MoTe2 PN Homojunction Constructed on a Silicon Photonic Crystal Cavity for High-Performance Photodetector

We demonstrate a straightforward construction of MoTe2 PN homojunction on a silicon photonic crystal cavity, which promises the realizations of cavity-enhanced optoelectronic devices integrated on silicon photonic chips. The employed silicon photonic crystal cavity has an air-slot in the middle to split it into two parts, which directly function as two individual back-gate electrodes of the top-coated few-layer MoTe2. Beneficial from MoTe2's ambipolar property, reconfigured (PN, NN, PP, NP) homojunctions are realized by controlling the gate voltages of the two separated silicon electrodes. For instance, on/off ratios exceeding 104 are obtained from the PN or NP homojunctions, and the ideality factors could approach 1.00. On the other hand, the silicon photonic crystal cavity could enhance light absorption in the coated MoTe2, promising high-performance photodetection.
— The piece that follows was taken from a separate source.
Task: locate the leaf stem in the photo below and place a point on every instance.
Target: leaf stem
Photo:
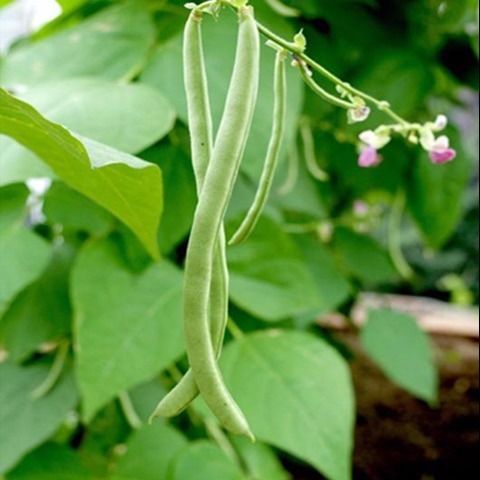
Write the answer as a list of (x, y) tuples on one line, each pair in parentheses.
[(394, 242), (290, 47), (55, 371), (235, 330)]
By coupling the resonant mode with the MoTe2 PN junction, a high photoresponsivity of 156 mA/W is obtained at the wavelength of 1353.7 nm, though it is the limit of MoTe2's absorption bandedge. As attributes of the PN junction, the photodetector has a dark current as low as 0.14 nA and a response bandwidth exceeding 1.1 GHz. The proposed device geometry has advantages of employing silicon photonic crystal cavity as the back gates of MoTe2 PN junction directly and simultaneously to enhance light–MoTe2 interactions, which might open a new avenue to construct MoTe2-based laser diodes and electro-optic modulators on silicon photonic chips.